Hamilton Beach sells the Toastation for $39.99, which seems decently priced considering it's a retro looking toaster/toaster oven hybrid. We were also able to find it selling on Amazon for $35, so you might be able to get it a little cheaper if you keep an eye out for sales.
The regular push down toaster section only toasts one side of your bread and leaves the other cold. Even then, only half of the toasted side shows any browning. It is wide enough to fit two bagel slices in the opening or a long sourdough bread slice, but that doesn’t do much when only half of it is getting toasted. There is a switch that allows you to close the top of the device so you can use the toaster oven. This switch is finnicky. It wouldn't always detect that the top was closed and therefore wouldn't turn on half the time. We had to slide it back and forth repeatedly until we saw the red indicator light come on telling us that the toaster oven was heating. Even then, the heating element would sometimes turn off on its own and we'd have to mess with the slider again for it to come back on. By then, some of the heat would escape from the top so the cooking process would take longer. Additionally, you can adjust the toasting settings on the regular pushdown toaster section, but there is no timer for the oven section so you have to set a separate timer when using it. An annoyance to say the least.
The rack can only fit two slices of regular bread, which makes this the smallest toaster oven in our comparison. If you’d prefer a toaster oven that can handle more food at once, you might be interested in the Cuisinart TOB-40. When we performed the frozen burrito test in the Toastation, the beans and cheese were heated through and the tortilla was warm without feeling dried out. We then baked cookies on the baking tray. They were a little too brown on the top but cooked relatively well in the middle. Similarly, the day-old pizza slices came out heated through without being rock hard or burned.
When we measured the interior temperature, we found this toaster oven was running about 12 degrees higher than the setting we chose. This definitely wasn’t the most inaccurate measurement but it isn’t nearly as good as other devices we tested. You can set the temperature dial between 200 and 450 degrees, which is a standard range to work with.
This is a very basic toaster oven, so it doesn’t have a convection fan or a non-stick interior. It only offers a toast setting, unlike most other devices which usually also offer at least broil and bake. You cannot adjust the rack as it only has one position it can be placed in. However, the door is set up so that the rack gets ejected whenever you open it, which makes it easier to remove your food without burning your fingers.

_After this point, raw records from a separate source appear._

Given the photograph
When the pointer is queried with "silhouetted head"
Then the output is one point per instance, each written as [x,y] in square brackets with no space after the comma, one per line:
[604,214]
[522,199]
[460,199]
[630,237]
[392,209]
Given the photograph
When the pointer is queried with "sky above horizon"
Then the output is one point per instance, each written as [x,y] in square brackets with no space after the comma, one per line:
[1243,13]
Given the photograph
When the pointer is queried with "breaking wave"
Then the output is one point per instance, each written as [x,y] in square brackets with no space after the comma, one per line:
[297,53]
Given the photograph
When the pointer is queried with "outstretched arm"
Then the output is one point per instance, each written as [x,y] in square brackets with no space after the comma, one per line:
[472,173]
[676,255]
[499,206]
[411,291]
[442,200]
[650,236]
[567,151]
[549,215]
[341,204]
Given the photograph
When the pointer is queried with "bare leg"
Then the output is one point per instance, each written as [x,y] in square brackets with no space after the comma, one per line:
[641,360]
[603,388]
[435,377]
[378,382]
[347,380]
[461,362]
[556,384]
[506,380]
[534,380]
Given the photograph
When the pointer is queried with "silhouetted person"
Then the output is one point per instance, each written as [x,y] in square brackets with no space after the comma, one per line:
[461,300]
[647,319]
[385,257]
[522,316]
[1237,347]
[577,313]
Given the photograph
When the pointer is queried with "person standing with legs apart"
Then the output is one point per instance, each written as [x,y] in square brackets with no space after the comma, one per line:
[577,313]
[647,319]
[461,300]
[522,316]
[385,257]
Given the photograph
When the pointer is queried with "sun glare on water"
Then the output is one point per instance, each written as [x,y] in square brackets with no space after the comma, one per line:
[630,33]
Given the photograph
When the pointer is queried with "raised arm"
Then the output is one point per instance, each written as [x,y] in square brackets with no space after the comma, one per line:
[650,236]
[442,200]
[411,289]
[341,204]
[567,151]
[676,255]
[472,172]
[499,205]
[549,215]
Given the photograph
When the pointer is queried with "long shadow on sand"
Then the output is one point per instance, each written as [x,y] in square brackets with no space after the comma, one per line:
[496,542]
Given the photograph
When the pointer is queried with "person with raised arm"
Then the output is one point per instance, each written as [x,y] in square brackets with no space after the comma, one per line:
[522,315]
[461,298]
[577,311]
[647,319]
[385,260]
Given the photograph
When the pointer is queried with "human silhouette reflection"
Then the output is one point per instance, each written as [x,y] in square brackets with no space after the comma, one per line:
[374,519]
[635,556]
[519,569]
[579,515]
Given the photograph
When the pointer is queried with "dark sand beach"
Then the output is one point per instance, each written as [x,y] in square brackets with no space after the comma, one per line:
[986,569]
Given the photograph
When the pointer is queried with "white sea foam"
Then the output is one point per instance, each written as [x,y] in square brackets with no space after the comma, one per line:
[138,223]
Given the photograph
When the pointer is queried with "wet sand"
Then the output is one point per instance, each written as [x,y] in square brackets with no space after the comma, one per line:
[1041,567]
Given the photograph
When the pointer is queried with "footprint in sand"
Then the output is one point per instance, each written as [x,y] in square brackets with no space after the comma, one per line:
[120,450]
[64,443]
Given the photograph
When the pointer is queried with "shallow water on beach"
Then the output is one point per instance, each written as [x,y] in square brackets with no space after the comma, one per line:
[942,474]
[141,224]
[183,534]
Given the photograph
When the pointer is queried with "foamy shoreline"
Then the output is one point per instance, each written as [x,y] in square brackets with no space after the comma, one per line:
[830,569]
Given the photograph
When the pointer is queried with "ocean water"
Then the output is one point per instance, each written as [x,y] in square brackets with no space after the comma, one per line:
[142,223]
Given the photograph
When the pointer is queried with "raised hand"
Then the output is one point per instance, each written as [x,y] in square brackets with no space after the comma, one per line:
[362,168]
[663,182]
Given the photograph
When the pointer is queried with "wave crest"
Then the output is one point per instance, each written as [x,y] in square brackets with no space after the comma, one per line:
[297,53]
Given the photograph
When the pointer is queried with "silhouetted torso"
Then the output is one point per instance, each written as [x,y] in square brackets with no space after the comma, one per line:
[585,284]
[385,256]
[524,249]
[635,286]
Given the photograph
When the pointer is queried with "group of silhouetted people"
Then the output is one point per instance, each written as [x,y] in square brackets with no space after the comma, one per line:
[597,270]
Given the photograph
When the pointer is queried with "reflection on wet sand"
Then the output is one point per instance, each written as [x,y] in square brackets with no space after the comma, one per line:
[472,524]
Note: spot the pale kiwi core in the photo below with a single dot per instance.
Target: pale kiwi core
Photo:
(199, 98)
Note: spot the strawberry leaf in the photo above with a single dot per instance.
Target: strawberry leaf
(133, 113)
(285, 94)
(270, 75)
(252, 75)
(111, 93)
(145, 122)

Hamilton Beach’s warranty covers the toaster oven for one year, which is a standard length of time for these devices. When it had been running at 350 degrees for 10 minutes, we measured the back side of the device at 241 degrees and the tops and sides at 234 degrees. This was by far the hottest toaster oven in our comparison and can easily burn fingers or objects in your kitchen if they get too close. Be careful when using it and keep it away from children when in use.
The Hamilton Beach Toastation is a hybrid between a regular toaster and a toaster oven. It has a small capacity and doesn’t offer a lot of the most basic conveniences offered by most other machines. The finnicky controls make it a hassle to use which keeps it from being a top pick. However, if you really like the retro design, it can produce great cooking results when it decides to turn on.